When interactions are suspected between two predictors, a two dimensional PD surface can provide a useful global view.

partial_dependence_2d <- function(model, data, var1, var2, grid1, grid2) {
    grid <- expand.grid(
        value1 = grid1,
        value2 = grid2,
        KEEP.OUT.ATTRS = FALSE,
        stringsAsFactors = FALSE
    )

    pd_vals <- mapply(function(g1, g2) {
        new_data <- data
        new_data[[var1]] <- g1
        new_data[[var2]] <- g2
        mean(predict(model, newdata = new_data))
    }, grid$value1, grid$value2)

    tibble::tibble(
        value1 = grid$value1,
        value2 = grid$value2,
        pd = pd_vals
    )
}

rm_grid <- seq(
    from = as.numeric(quantile(train$rm, 0.05)),
    to = as.numeric(quantile(train$rm, 0.95)),
    length.out = 30
)

lstat_grid_2d <- seq(
    from = as.numeric(quantile(train$lstat, 0.05)),
    to = as.numeric(quantile(train$lstat, 0.95)),
    length.out = 30
)

pd_rm_lstat <- partial_dependence_2d(
    model = rf_fit,
    data = train,
    var1 = "rm",
    var2 = "lstat",
    grid1 = rm_grid,
    grid2 = lstat_grid_2d
)
pd_rm_lstat |>
    ggplot(aes(x = value1, y = value2, z = pd)) +
    geom_tile(aes(fill = pd)) +
    geom_contour(color = "white", alpha = 0.5) +
    scale_fill_gradient(low = "#f7fbff", high = "#08306b") +
    labs(
        title = "Two Dimensional Partial Dependence Surface",
        subtitle = "Joint profile for rm and lstat",
        x = "rm",
        y = "lstat",
        fill = "Predicted medv"
    ) +
    theme_minimal()

This surface supports a joint reading. Predictions tend to increase with larger rm and decrease with larger lstat, and contour geometry helps us assess whether the combined pattern is approximately additive or more interaction-like.

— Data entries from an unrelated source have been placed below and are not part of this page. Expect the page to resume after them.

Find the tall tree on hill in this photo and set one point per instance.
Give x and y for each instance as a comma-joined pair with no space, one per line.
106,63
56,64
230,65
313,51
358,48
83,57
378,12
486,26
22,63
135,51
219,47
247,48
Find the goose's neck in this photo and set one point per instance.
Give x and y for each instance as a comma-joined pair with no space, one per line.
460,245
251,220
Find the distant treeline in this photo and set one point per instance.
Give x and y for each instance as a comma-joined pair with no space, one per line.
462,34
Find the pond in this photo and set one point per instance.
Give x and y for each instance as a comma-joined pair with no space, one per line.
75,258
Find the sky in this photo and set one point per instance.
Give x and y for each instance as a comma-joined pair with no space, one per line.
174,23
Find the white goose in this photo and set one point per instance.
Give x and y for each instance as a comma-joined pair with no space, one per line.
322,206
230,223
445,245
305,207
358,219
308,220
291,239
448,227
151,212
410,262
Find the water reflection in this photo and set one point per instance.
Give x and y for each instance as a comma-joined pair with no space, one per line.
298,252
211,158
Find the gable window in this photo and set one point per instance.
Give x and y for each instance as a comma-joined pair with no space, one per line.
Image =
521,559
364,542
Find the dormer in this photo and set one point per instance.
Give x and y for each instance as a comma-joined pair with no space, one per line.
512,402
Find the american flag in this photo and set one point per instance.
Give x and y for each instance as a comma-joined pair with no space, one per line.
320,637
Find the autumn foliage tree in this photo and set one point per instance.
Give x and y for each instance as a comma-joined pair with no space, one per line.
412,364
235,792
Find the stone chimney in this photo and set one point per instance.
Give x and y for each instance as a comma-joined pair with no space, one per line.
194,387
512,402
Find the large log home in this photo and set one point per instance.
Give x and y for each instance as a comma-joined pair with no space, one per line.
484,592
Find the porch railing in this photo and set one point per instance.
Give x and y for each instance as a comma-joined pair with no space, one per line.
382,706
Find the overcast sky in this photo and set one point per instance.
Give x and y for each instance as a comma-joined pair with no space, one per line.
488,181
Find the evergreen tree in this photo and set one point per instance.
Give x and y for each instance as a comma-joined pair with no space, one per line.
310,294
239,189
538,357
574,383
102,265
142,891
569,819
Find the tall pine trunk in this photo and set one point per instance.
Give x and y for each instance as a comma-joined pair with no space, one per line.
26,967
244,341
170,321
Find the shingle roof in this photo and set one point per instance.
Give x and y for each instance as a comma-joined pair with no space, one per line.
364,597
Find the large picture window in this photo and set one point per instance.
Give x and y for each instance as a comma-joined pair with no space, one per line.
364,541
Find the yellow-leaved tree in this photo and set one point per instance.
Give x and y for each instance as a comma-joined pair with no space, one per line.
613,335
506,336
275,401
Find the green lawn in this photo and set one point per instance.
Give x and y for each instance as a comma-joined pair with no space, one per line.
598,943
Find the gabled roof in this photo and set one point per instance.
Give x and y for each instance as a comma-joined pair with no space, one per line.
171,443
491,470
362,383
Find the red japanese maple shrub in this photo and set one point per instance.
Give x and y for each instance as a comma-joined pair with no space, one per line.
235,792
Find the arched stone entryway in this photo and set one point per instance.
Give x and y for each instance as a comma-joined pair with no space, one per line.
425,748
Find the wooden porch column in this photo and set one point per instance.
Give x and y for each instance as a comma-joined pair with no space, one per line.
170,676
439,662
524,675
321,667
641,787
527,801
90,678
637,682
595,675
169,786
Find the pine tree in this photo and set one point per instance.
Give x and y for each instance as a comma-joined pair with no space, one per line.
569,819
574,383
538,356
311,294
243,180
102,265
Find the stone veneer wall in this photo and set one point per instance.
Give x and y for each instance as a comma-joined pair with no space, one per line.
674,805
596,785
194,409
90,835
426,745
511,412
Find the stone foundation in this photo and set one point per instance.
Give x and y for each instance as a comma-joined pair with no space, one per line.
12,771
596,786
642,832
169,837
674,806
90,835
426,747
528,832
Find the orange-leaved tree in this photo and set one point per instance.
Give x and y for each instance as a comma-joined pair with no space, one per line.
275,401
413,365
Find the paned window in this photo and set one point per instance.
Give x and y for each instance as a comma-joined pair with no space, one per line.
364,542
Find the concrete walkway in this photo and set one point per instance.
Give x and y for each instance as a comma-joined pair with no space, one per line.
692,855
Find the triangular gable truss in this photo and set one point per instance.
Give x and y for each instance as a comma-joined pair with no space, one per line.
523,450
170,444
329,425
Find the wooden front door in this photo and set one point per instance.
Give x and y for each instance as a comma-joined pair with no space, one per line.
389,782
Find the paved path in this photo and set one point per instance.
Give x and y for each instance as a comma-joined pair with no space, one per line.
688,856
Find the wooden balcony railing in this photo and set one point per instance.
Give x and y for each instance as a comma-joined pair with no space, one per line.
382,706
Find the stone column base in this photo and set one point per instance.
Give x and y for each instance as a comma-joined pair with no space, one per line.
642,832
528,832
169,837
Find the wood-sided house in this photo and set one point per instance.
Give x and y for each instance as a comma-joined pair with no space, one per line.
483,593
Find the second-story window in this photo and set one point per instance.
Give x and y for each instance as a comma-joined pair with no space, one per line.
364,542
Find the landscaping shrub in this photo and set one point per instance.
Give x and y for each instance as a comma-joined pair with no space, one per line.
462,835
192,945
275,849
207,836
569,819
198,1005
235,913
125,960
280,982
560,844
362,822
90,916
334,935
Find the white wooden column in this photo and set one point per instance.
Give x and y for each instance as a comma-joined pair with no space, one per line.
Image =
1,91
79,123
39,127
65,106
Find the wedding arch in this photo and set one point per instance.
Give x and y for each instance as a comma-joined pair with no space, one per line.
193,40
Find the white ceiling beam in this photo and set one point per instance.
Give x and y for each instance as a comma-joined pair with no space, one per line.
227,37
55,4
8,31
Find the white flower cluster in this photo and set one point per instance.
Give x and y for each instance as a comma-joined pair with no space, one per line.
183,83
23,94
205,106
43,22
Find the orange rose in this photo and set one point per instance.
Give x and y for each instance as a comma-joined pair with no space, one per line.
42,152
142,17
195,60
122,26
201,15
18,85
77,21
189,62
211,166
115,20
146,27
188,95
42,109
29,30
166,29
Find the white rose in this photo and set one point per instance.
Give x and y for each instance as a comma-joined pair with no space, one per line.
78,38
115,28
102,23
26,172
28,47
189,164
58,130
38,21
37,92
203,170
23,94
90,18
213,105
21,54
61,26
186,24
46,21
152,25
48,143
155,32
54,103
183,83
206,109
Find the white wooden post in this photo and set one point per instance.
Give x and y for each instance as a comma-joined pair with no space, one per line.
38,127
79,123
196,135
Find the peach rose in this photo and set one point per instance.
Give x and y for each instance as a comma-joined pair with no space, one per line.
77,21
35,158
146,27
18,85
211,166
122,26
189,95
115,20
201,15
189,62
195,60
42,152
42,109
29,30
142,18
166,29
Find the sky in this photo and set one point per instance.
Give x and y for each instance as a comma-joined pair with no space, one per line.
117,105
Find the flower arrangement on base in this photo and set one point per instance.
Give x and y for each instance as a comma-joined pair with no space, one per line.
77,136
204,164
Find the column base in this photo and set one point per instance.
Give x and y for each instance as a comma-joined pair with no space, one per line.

15.10 Practical Limitations and Interpretation Cautions

PD and ICE are powerful, but they rely on assumptions that deserve explicit attention.

  • Correlation among predictors can create unrealistic combinations when we vary one feature while keeping others fixed from observed rows. This can affect profile shape.
  • Support awareness matters. Curves are most reliable in regions with adequate data density, which is why rugs or density overlays are useful.
  • Averaging can obscure heterogeneity. PD should be interpreted jointly with ICE whenever interaction effects are plausible.
  • Descriptive, not interventional. These curves describe model predictions under observed covariate structure, not causal effects of manipulating predictors.

In practice, we often combine profile methods with other interpretability summaries, such as permutation importance and local attributions, to obtain a more balanced account.

15.11 Summary and Key Takeaways

Partial dependence and ICE add functional detail to model interpretation. Several points from this chapter are central:

  • Partial dependence is a global average profile over non focal predictors.
  • ICE exposes observation level variation that PD can hide.
  • Centered ICE improves shape comparison by removing baseline offsets.
  • Two dimensional PD helps inspect joint structure and potential interactions between predictors.
  • Interpretation quality depends on data support and dependence structure, so profile reading should be paired with caution and complementary diagnostics.

Together, these tools provide a richer descriptive view of model behavior than variable ranking alone.

15.12 Looking Ahead

The next chapter turns to Shapley value based explanations. Whereas partial dependence and ICE focus on functional profiles across feature values, Shapley methods decompose individual predictions into additive feature contributions. This gives us a complementary local perspective, and helps connect global patterns to case specific explanations.